Lightweight Markups Versus WYSIWYGs

As it mentioned above, Markup languages and WYSIWYG word processors are not in the same kind, so that listing them together is not correct technically; one reason stated above: they are known their markup language which are not open source. Therefore, only the same processor could create it. But there is another important reason to comparing lightweight markups with WYSIWYGs: Lightweight markup languages are ceded and overcome by WYSIWYGs; That is, people prefer markup languages such as docx or odt due to they could be created by a WYSIWYG word processor. as far as we want to deal with lightweight markups, not doing a kind of Aristotelian classification, such an attitude serve the purpose well.

The Advent of WYSIWYGs

As WYSIWYG (What You See Is What You Get) word processors conquered the 21st century, one might wonder why should we use a lightweight markup language, or any other markup language that whose formatting needs to be write down, instead of using mouse and toolbars; it is a smart question which may guide us to somewhere good. For common people, who are not familiar with many different alternatives to those WYSIWYGs, this question answered simply and naively by expressing phrases like:

There is no good in using something like boring lightweight markups when we have MS Word, Google Docs and even in open source community LibreOffice, Abiword and Calligra.

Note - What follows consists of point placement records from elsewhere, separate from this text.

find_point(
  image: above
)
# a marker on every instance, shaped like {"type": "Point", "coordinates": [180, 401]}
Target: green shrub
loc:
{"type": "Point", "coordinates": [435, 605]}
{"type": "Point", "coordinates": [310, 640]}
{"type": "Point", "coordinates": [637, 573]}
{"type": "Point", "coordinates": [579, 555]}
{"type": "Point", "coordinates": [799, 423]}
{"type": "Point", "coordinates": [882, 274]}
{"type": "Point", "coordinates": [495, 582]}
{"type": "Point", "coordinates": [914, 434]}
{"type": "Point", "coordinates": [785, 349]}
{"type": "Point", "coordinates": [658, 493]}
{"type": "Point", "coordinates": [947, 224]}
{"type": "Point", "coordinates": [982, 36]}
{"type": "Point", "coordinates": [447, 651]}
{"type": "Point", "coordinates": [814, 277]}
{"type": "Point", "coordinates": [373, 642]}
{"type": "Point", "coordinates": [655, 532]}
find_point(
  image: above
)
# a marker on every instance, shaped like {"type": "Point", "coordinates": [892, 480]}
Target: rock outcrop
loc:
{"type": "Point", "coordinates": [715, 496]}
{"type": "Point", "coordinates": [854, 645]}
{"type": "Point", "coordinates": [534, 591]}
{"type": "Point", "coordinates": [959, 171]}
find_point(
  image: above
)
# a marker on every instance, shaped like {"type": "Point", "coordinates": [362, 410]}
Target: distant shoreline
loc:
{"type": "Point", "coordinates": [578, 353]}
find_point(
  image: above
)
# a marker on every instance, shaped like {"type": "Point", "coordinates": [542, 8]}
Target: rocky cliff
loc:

I emphasized the word "see" in the phrase, because that word might be the key to understand the situation. Most of the time, people who are not in favor of lightweight markups, find lightweight markups difficult to deal with or learn or just seem weird to them. Markdown, commonmark, other Markdowns(Github flavored, Extra, R, etc), Textile, Restructuredtext, Gemtext, RDoc, Asciidoc, a couple of other formats, and most recently Jdot are in a line when it comes to this specific question. When we, people who prefer lightweight markups over, let say, MS Word format, .docx, it might be understood as a sub-culture for a community, a kind of behavior which we like to do just to be different, distinguishing ourselves from our fellow humans; do we? absolutely not. Although, justifying this point needs a lot of work to be done before. On the other hand, suppose we are right about the lightweight markups, why, then, we have not succeeded in that goal and still lightweight markups is not popular? that would be another question which must be meet after the first one.

The Road-map

I would divide the discussion into two main section, inn which "Love and Squalor" borrowed from the name of a short story of J. D. Salinjer, "with Love and Squalor":

  1. the merit and love of lightweight markup languages;
  2. the demerit and squalor of lightweight markups.

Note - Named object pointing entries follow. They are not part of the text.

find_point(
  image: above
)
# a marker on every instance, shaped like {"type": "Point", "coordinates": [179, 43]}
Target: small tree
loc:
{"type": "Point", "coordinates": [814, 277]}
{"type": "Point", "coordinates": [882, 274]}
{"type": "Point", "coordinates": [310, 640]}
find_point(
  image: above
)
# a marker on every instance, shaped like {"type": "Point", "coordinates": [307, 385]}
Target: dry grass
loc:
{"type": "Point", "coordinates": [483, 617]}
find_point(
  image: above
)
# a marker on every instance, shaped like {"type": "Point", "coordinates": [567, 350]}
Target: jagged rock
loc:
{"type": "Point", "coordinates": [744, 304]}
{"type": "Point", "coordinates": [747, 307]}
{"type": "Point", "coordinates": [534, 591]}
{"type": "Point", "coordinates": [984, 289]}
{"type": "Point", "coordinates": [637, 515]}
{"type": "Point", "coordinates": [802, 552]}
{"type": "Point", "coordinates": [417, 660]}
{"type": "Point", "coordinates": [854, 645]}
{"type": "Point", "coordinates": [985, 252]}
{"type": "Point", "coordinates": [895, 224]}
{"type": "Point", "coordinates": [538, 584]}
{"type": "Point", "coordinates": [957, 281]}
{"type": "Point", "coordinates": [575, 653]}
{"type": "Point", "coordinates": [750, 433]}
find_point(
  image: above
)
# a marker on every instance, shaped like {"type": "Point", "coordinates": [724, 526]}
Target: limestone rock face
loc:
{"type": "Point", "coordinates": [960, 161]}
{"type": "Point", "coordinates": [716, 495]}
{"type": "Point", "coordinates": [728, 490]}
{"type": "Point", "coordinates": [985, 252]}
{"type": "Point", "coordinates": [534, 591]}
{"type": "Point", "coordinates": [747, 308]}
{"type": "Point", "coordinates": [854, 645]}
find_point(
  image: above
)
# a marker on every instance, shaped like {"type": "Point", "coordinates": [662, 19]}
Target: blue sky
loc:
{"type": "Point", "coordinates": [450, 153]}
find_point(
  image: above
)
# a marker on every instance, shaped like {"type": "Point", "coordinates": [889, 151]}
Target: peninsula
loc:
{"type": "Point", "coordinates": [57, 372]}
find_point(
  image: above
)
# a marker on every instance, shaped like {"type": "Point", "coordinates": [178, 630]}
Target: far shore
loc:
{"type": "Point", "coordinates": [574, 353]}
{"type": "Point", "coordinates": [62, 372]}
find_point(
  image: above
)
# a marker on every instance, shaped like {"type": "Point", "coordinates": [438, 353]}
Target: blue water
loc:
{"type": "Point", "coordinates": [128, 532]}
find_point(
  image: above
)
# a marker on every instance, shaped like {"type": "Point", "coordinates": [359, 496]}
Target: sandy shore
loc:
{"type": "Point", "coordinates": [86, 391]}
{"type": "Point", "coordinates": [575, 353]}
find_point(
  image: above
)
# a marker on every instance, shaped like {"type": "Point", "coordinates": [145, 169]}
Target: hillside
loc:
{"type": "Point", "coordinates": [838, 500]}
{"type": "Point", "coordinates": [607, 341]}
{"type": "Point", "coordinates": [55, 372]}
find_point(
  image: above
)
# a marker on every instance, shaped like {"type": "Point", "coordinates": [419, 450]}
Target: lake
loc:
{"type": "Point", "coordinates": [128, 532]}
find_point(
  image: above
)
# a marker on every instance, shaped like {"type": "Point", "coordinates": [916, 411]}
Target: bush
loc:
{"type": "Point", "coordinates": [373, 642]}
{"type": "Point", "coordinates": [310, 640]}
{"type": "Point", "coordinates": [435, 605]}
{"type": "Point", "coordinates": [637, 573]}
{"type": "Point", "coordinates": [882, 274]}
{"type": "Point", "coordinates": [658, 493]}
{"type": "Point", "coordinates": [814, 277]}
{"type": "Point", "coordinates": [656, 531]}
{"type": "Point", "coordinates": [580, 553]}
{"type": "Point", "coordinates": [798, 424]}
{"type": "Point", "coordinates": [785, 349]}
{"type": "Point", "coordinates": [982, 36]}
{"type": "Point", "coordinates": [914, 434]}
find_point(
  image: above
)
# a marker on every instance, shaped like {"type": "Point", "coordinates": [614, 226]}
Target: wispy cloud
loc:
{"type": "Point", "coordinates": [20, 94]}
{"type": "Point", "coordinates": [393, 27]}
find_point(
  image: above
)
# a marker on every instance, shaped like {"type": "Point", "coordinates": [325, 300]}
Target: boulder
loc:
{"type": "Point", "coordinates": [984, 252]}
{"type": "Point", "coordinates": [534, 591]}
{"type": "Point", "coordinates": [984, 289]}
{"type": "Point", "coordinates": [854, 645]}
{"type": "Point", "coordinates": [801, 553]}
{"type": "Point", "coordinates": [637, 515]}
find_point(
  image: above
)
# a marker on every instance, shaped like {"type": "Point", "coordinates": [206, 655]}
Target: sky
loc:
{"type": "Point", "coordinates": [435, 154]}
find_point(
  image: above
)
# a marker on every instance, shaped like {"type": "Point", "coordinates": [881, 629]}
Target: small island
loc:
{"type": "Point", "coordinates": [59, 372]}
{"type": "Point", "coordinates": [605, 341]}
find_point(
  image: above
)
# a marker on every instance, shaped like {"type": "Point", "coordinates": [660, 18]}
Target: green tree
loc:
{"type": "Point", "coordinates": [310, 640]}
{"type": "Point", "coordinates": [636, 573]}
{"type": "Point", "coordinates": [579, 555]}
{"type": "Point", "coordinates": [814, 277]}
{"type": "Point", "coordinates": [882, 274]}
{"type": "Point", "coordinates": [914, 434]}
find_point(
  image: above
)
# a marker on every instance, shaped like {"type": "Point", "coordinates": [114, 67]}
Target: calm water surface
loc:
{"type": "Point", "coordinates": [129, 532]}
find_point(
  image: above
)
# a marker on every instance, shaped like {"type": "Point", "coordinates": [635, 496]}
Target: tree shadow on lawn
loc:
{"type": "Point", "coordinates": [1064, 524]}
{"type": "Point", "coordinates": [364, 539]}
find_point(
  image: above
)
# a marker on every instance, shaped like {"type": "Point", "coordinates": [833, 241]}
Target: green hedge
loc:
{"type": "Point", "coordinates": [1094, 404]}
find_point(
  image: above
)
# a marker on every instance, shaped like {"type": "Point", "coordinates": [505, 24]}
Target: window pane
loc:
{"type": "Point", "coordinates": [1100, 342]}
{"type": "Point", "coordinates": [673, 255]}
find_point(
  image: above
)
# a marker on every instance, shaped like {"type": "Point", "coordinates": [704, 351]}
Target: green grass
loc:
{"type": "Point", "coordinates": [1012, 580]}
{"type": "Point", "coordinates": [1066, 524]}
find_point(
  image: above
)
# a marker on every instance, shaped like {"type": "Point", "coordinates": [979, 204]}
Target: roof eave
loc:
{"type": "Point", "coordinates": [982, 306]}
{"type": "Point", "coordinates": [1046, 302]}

in the first section we look into markups, in particular, lightweight ones; in doing that we take the merit of them into account. The reason of repeating "lightweight" again and again is that comparing other markups such as HTML, LaTex, odt (OpenDocument), with other formats needs different attitude which does not apply to lightweights necessarily. in a markup language like HTML or LaTex there are different issues. thus, it is a wise act to stick to lightweights. in this section we scrutinize the lightweight markups and comparing them with WYSIWYG_s, such as .docx (_MS Word format). note it worthy that in this comparison there is a point: lightweight markups like Markdown, essentially are document formats, and .docx, as well; if we compare MS Word with Markdown it is not a good comparison as the former is an application and the latter is a document format. but this is just a kind of figure of speech, since a well-shaped .docx could be generated only by MS Word. Although other applications, like LibreOffice, could produce .docx files but their production behave in a strange way. Regarding second section, we will take a look into the dark part of lightweight markups, i.e. what deprive them from being popular. perhaps this second part is more important; as many people do not care about reason but they seek performance, simplicity, and user-friendliness. you can lecture a group about avoiding one certain thing and get their approval, but they do not abandon it unless there would be another alternative option.